“放学前老师还有些话要说,距离末考还有两个星期,同学们周末回家后要好好复习,考出自己想要的成绩。”
“嗨——”
“那么放学吧。”
一个星期的课程结束了,桃井雏妃默默的整理着课桌上的书籍,完毕之后,一如既往的背起书包,走向门外。
志田清美先自己一步走出了教室,自从那次争吵之后,二人一直没有再说话,桃井雏妃对于这种事情不是很在意,毕竟她没惹哭对方,桃井雏妃也把该说的也都说了,最终互相漠视是二人共同的选择,道不同不相为谋,你去拯救你的可怜之人,我去传播我的招核精神,况且桃井雏妃对除了北苑美玲以外的人基本不会有任何多余的想法。
“哟~真巧呢。”说曹操曹操到。
“我可不这么觉得美玲学姐,我们相距一栋教学楼,据我所知学姐除了宫林玲之外没有任何朋友了,这个时候又刚好放学,如果这都能算巧遇的话,我是不是可以大胆的假设,我是某部小说里的主角。”
“麻麻~这种无聊的猜想先放一边吧,你就假装这是巧遇好了。”
“好吧,那么学姐有何指教?”
“找个安静的地方说吧...玲的茶道部。”
听到前半句的桃井雏妃连忙后退几步,毕竟她现在对于安静的地方有心理阴影,但后半句还是让她松了口气,北苑美玲总不可能在茶道部里当着宫林玲的面动手吧。
于是桃井雏妃点了点头,二人一起前往茶道部,路途上北苑美玲一直在为前几日发生的事情道歉,桃井雏妃在一旁摆着僵直的笑脸说着“当然是原谅你了”。
可北苑美玲就是不停地道歉,搞得桃井雏妃觉得北苑美玲是不是想着“你怎么能就这么原谅我呢?”。
我不原谅你,我还能怎样?打你吗?
我那么爱...咳咳..我根本打不过你,好嘛?!
在无限制的道歉和无限制的“当然是选择原谅你啦”的声音中,二人走进了茶道部。
宫林玲见两人来了,招了招手道:“欢迎欢迎~~小白兔酱和美玲~”
“茶都泡好了吧?”北苑美玲问。
宫林玲点了点头,随后对桃井雏妃指了指桌子上的茶壶和茶杯。
“这次是绿茶哟~那么你们慢慢聊吧,我就先走啦~”
“唉?”
“我可不会当灯泡发亮的~”
宫林玲笑嘻嘻地走了,正如她笑嘻嘻地泡茶,她不点亮一丁点黑暗,独留桃井雏妃面对北苑美玲。
“坐吧。”
“...嗨...”
之后北苑美玲像是主人接待客人一样对桃井雏妃指了张椅子,桃井雏妃心惊胆战地坐了下去,老实说她就是很担心北苑美玲一个不高兴提着刀把自己剁了。

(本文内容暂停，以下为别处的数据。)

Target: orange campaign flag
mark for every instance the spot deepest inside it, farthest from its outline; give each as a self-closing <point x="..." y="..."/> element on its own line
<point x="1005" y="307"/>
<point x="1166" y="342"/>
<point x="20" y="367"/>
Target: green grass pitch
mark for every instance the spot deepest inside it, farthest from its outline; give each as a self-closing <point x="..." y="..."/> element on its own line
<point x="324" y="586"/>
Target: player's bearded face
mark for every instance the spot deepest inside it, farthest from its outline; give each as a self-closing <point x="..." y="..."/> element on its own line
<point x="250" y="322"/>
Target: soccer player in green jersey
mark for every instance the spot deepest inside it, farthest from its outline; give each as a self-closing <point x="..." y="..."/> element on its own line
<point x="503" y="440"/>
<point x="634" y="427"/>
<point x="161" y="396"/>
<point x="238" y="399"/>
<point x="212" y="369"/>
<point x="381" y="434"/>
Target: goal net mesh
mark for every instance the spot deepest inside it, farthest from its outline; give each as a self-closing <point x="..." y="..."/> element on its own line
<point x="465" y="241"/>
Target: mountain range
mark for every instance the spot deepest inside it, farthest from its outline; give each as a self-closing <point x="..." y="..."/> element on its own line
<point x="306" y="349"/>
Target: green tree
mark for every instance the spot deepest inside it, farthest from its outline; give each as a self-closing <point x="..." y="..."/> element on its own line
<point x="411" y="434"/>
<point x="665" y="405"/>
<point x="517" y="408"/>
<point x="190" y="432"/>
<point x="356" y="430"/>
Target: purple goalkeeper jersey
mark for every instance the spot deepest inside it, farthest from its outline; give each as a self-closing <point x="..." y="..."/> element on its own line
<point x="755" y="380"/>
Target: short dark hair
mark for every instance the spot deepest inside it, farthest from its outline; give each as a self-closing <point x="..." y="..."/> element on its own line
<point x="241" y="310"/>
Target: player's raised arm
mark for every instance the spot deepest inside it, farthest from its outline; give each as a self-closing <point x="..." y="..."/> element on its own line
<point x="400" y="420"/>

“别这么紧张啦。我难道还能把你吃了不成?”北苑美玲耸了耸肩,满脸轻松地说。
你还真就说对了,我就是担心你把我吃了。桃井雏妃安安吐槽道,不过多亏了北苑美玲这句话,她身体放松了不少。
“我调查了你的人际关系。”北苑美玲开门见山地说。
“?”
“你和那个叫做‘志田清美’的小姑娘是朋友吧?”
“谈不上朋友,只是互相比较熟悉的同学罢了,就像是独自在野外探险时偶遇的人类,只是互相结伴而行罢了。”
“这种比喻还真是奇特呢。”北苑美玲闻言忍俊不禁地看着桃井雏妃。
“喜欢这种比喻吗?”
“嗯,不像课本里的那些比喻和骈句,我最讨厌那些文绉绉的话了,男人果然还是果断一点比较好,老是像川端康成或者太宰治之类的,那男人真的没救了。”
“美玲学姐把我当成了男人?”
“你不正是如此希望的吗?”
“...”
桃井雏妃脸上有些发烫,不知道该说些什么,北苑美玲把她内心里的话说出来,真的会让她很尴尬...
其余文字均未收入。